Che io abbia memoria, questo fatto non si sarebbe mai più ripetuto a Palermo per l'intero novecento e difficilmente potrà ancora ripetersi nel medio periodo prossimo per diversi decenni ancora.

Il luogo prescelto fu lungo il Cassaro a principio di quella piazza della Vittoria interessata proprio allora dalla piantumazione di ciò che oggi è il suggestivo palmeto e a non più di 15 mt dal Museo Diocesano.

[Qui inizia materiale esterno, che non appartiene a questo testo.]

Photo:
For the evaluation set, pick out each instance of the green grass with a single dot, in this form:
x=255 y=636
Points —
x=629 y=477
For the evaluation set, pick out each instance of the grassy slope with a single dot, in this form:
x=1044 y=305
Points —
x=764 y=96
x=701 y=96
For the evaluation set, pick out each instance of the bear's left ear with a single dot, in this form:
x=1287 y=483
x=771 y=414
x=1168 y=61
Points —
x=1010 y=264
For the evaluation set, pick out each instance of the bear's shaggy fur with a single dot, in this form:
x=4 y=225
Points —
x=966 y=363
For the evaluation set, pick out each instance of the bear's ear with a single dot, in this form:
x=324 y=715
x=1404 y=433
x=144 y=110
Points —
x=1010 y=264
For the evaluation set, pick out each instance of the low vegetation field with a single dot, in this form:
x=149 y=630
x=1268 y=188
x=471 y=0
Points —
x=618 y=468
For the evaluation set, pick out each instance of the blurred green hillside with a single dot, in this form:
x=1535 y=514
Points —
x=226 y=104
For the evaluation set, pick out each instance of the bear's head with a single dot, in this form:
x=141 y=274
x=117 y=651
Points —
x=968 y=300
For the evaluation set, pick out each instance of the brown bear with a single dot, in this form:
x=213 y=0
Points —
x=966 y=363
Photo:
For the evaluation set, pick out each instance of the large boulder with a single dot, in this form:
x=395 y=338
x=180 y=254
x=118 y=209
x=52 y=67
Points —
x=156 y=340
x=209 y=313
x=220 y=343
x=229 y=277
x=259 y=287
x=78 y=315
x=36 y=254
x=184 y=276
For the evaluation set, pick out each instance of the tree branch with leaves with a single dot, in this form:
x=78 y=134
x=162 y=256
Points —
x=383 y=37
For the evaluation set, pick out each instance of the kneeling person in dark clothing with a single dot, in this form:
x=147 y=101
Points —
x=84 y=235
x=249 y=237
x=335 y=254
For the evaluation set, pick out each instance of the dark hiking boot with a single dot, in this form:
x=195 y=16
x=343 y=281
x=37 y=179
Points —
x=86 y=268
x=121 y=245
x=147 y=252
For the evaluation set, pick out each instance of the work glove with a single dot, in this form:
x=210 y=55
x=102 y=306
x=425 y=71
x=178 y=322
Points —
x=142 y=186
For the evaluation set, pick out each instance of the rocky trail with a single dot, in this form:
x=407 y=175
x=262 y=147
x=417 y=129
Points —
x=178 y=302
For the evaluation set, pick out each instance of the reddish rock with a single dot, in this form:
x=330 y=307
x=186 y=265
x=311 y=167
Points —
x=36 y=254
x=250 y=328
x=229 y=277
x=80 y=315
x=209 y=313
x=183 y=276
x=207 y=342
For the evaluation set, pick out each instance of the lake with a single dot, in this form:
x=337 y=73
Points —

Naturalmente la scelta dell'architetto a cui affidare il progetto non poté che cadere sul professore Basile, preside e direttore della vicina Accademia di Belle Arti in continua ascesa professionale, stimato docente e progettista della borghesia palermitana, direttore e docente della Scuola di Applicazioni per ingegneri e architetti, ma fu lo scultore Benedetto De Lisi che diede sapientemente anima alla plastica del volto del busto in marmo di Bonanno.

Un progetto improntato sul concetto mitteleuropeo di gesamtkunstwerk, declinato come monumento della memoria tangibile, vera e propria cerniera urbana Floreale, eccellenza del binomio architettura/scultura. Il busto del giovane prosindaco dai capelli mossi, con baffi e lunga barba, cinto da un accenno di cappotto provvisto di due bottoni circolari, si erge al di sopra di una composizione sobria e altamente evocativa che ha fatto del concetto di simmetria assoluta la cifra monumentale a cui ancorare il valore del ricordo.

Dal punto vista compositivo, il monumento si articola partendo da una base in marmo chiaro attaccata a terra per mezzo di tre esili gradini in marmo grigio di Billiemi, proseguendo con una sequenza di modanature da cui si diparte l’elemento tronco-piramidale in intonaco color ocra chiaro in sommità del quale insiste il raffinatissimo decoro floreale ai lati del fregio con inciso il nome e la dedicazione all’amatissimo sindaco.

Siamo in presenza di un capolavoro raffinato ed elaborato della storia dell'arte europea che, seppur il pessimo stato di conservazione, dovuto alle “carenze manutentive” da parte dell’amministrazione cittadina che ne detiene la proprietà ed i relativi obblighi di tutela e valorizzazione (si veda anche lo stato in cui versano i due chioschi Ribaudo e Vicari a piazza Verdi), riesce a trasmettere, nonostante la presenza diffusa di croste nere, del dilavamento della patina mai ripulita, delle lesioni e del naturale disfacimento delle superfici plastiche della decorazione floreale, non ultima la totale assenza di un seppur minimo cartello con indicazioni e QR code turistici, quel senso di pienezza tipico delle grandi creazioni artistiche della storia dell'uomo.

Resta sicuramente tra i monumenti meno indagati se non quasi per nulla, sicuramente tra le testimonianze più suggestive della pratica compositiva di Ernesto Basile relativa alla piccola scala. "A PIETRO BONANNO /I CITTADINI PALERMITANI /MCMVI" reca l'iscrizione sul frontale del fregio annodato.

Erano altri tempi quelli, eroici da ambo le parti forse, gli amministratori gestivano la cosa pubblica per generare bellezza in nome e per conto dei cittadini, e quest'ultimi vedevano il bene prodotto ogni santo giorno e vi rendevano omaggio.

Basterebbero poche migliaia di euro per rendere omaggio, anche noi palermitani del martoriato 2021, al “sindaco del rinnovamento” e restituire la bellezza originaria al suo monumento. Palermo non ha un rapporto nemmeno lontano con la scultura e la statuaria contemporanea, ha dimenticato il ruolo sociale della bellezza; i palermitani si sentono abbandonati in mezzo ad arroganza, inadeguatezza e alla monnezza e la colpa è verosimilmente proprio del pro-sindaco Pietro Bonanno, doveva esser lui il sindaco della Palermo del terzo millennio.